Since obtaining personal healthcare information is an essential part of running a health plan, HIPAA applies in many situations that plan administrators face. Transmission of personal health data is necessary because health plans work with billing for procedures, claims, and enrollments among patients. Although HIPAA specifies the protective measures that an individual transmitting personal health data must follow, including consent for use or disclosure of information, HIPAA does not require authorization for transfers that pertain to payment, claims, eligibility for a health plan, or enrollment in a health plan. Due to this leniency, many states have enacted stricter privacy laws.
Creating stringent privacy laws is an effective method for legislators to protect their consumers, as state law trumps HIPAA when the state law is stricter. However, in order to meet the “more stringent” criterion, the law must relate to protection of “individually identifiable health information.” A law “”relates to the privacy of individually identifiable health information’ when “the state law has the specific purpose of protecting the privacy of health information or affects the privacy of health information in a direct, clear and substantial way.”‘ Conflicts typically arise as states often prohibit the use or sharing of health information in situations where HIPAA allows the release of this data. Furthermore, states often increase the privacy rights of an individual in relation to private health information. As such, health plan administrators must be aware of both federal and state privacy regulations.
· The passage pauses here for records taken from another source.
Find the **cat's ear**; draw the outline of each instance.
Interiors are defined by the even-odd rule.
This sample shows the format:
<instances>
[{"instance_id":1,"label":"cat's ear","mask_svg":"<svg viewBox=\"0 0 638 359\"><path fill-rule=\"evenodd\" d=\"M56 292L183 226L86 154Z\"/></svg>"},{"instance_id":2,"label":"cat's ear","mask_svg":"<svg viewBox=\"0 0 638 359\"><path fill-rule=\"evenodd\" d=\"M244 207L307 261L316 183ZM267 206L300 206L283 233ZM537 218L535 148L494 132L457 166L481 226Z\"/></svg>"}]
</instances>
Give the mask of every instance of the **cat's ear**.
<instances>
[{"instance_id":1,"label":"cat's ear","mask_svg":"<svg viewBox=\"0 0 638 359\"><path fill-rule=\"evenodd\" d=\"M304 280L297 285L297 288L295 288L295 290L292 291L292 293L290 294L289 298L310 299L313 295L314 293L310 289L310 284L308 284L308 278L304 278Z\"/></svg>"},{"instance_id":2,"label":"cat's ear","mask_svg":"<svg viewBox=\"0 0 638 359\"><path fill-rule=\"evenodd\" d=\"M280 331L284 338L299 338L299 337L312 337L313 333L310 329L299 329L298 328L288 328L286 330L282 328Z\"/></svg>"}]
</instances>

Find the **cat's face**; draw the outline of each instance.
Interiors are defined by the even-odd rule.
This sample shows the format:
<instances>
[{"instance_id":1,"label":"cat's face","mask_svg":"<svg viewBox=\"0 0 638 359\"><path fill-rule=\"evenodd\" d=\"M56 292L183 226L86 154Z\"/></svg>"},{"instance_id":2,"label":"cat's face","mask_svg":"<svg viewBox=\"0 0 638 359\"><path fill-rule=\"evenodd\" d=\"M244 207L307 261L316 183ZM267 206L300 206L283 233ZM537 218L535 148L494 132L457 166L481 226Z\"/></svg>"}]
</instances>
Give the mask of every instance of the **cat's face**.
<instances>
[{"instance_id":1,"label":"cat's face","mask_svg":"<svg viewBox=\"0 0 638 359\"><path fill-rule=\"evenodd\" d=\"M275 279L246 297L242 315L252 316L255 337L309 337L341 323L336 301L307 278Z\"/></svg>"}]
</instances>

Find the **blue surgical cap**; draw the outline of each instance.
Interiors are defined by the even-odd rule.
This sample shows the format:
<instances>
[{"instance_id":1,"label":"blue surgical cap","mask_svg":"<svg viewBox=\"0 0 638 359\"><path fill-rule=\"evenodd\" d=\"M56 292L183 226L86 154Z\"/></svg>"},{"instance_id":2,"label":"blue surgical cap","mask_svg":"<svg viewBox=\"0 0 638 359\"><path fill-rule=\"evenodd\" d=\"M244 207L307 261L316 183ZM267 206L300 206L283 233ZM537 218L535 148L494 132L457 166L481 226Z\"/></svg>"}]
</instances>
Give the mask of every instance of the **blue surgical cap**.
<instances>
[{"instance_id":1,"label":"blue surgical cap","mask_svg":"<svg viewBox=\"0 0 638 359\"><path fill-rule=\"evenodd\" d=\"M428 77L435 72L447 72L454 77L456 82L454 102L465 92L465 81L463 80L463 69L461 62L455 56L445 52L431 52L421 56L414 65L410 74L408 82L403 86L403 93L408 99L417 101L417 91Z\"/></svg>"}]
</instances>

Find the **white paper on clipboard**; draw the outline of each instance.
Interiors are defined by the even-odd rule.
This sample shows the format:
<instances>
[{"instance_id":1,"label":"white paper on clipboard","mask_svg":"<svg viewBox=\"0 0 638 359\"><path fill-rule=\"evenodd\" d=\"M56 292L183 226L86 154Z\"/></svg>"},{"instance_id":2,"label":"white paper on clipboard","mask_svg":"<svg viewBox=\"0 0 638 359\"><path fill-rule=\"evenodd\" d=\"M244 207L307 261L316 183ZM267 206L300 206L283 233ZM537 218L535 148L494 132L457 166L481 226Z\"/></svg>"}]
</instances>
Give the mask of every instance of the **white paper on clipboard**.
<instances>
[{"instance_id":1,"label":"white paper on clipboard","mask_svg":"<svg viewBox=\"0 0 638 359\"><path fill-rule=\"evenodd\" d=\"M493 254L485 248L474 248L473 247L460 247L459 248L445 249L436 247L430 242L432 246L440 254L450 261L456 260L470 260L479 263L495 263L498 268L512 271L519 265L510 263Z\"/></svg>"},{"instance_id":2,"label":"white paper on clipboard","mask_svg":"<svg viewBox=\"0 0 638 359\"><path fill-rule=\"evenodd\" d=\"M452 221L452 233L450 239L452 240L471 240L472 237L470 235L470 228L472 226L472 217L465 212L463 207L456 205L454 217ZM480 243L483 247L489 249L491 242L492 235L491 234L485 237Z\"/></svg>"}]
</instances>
The computerization of medical records and the increased reliance upon computers, telecommunications, and other technologies has caused patients, health care providers, and many other participants in the provision of health care to focus on patient privacy and medical record confidentiality. A question arises as to whether the new technologies increase or decrease the exposure to misuse or disclosure of information that many consider to be their most – or one of their most – important secrets. The debate will continue as society adapts to these new modes of processing information and people better understand the capabilities (good or bad) of the technology. Currently, professional organizations and private interest groups are lobbying for the enactment of laws that address this concern.